## Cleaning up Atlas data - ETHZ ClimWIP weights
**Function**      : Preprocess netCDF files and restructure the dataset<br>
**Description**   : In this notebook serves to clean up Atlas data which is given in netcdf format and aggregate the data into a single file.<br>
**Return Values   : .nc files**<br>
**Note**          : All the data is saved to netCDF4 format. Note that data from different models may vary concerning the resolution and coordinates.<br>

In [1]:
import os
from pathlib import Path
import xarray as xr

### Path
Specify the path to the dataset and the place to save the outputs. <br>

In [2]:
# please specify data path
datapath = Path("./AtlasData/raw/weights")

# please specify output path
output_path = Path("./AtlasData/preprocess/weights")
os.makedirs(output_path, exist_ok=True)

In [3]:
output_file_name = {
    "prefix": "atlas",
    "activity": "EUCP",  # project name e.g. EUCP
    "institution_id": "ETHZ",  # ETHZ
    "source": "CMIP6",  # e.g. CMIP6 or CMIP5
    "method": "ClimWIP",  # e.g.

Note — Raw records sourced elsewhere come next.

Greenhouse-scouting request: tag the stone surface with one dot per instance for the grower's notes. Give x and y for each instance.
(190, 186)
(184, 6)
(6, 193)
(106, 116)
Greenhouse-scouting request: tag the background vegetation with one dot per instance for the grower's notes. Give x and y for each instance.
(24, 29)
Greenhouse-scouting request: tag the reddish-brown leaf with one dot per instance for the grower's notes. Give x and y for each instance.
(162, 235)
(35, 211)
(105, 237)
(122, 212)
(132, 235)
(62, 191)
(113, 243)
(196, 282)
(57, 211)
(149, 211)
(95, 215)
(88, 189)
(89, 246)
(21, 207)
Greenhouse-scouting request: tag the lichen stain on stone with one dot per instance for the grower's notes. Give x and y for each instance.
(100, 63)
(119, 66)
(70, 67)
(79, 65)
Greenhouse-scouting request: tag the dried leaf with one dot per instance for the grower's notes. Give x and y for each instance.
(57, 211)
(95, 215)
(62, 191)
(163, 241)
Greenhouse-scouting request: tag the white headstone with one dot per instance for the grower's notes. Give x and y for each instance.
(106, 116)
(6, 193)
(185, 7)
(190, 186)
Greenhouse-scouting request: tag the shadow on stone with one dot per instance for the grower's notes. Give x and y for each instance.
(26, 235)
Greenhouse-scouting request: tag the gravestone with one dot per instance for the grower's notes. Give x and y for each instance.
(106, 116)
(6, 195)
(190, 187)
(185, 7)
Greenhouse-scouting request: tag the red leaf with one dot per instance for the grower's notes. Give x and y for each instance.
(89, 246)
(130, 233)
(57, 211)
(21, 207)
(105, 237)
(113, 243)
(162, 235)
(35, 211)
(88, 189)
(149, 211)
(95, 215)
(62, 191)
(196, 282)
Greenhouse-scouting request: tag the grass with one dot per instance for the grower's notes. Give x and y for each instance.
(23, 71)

ClimWIP
    "cmor_var": "tas",  # e.g. tas or pr
    "suffix": "weights",
}

Make some metadata. Here, we follow CF-conventions as much as possible.

In [4]:
attrs_vars = {
    "tas": {
        "description": "Change in Air Temperature",
        "standard_name": "Change in Air Temperature",
        "long_name": "Change in Near-Surface Air Temperature",
        "units": "K",
        "cell_methods": "time: mean changes over 20 years 2041-2060 vs 1995-2014",
    },
    "pr": {
        "description": "Relative precipitation",
        "standard_name": "Relative precipitation",
        "long_name": "Relative precipitation",
        "units": "%",
        "cell_methods": "time: mean changes over 20 years 2041-2060 vs 1995-2014",
    },
    "weight": {
        "description": ("ClimWIP has a single weighting for a model for the whole domain."
                        "ClimWIP weights depend (to a degree) on the composition of the ensemble as the include an independence criterion."),
        "standard_name": "weight",
        "long_name": "weight",
        "units": "1",
    },
    "latitude": {"units": "degrees_north", "long_name": "latitude", "axis": "Y"},
    "longitude": {"units": "degrees_east", "long_name": "longitude", "axis": "X"},
    "time": {
        "climatology": "climatology_bounds",
        "long_name": "time",
        "axis": "T",
        "climatology_bounds": ["2050-6-1", "2050-9-1", "2050-12-1", "2051-3-1"],
        "description": "mean changes over 20 years 2041-2060 vs 1995-2014. The mid point 2050 is chosen as the representative time.",
    },
    "model": {
        "units": "1",
        "long_name": "model",
        "axis": "Z",
        "description":"the model dimension uses the convention: <model name>_<number of ensemble members OR ensemble member ID if only one>_<model generation>"
    },
}

### Load and process raw data
Load data, clean it and save it. One file per each variable contains weights, data and model names.

In [5]:
institution_id = output_file_name["institution_id"]
method = output_file_name["method"]

TIMES = {
    "JJA": "2050-7-16",
    "DJF": "2051-1-16",
}  # "0000-4-16", "0000-7-16", "0000-10-16", "0000-1-16" MAM JJA SON DJF

In [10]:
for variable in ["tas", "pr"]:
    seasons = []
    file_names = []
    for season in TIMES:
        file_name = f"eur_{variable}_41-60_{season.lower()}_cmip6.nc"
        file_names.append(file_name)
        ds = xr.open_dataset(datapath / f"{institution_id}_{method}/{file_name}")
        
        # calculate relative precipitation
        if variable == "pr":
            ds_rel = ds.assign(pr = (ds["pr_mean"]/ ds["pr_clim_mean"]) * 100)
            
            # drop clim_mean, rename variables correctly, add time dimension
            renamed_var = {
                "weights_mean": "weight",
                "lon": "longitude",
                "lat": "latitude",
            }
            new_ds = ds_rel.drop(["pr_clim_mean", "pr_mean"]).rename(renamed_var).expand_dims({"time":[TIMES[season]]})

        else:
            # drop clim_mean, rename variables correctly, add time dimension
            renamed_var = {
                "weights_mean": "weight",
                f"tas_mean": "tas",
                "lon": "longitude",
                "lat": "latitude",
            }
            new_ds = ds.drop(f"tas_clim_mean").rename(renamed_var).expand_dims({"time":[TIMES[season]]})
        
        # Fix attributes of each variable
        for key in new_ds.keys():
            new_ds[key].attrs = attrs_vars[key]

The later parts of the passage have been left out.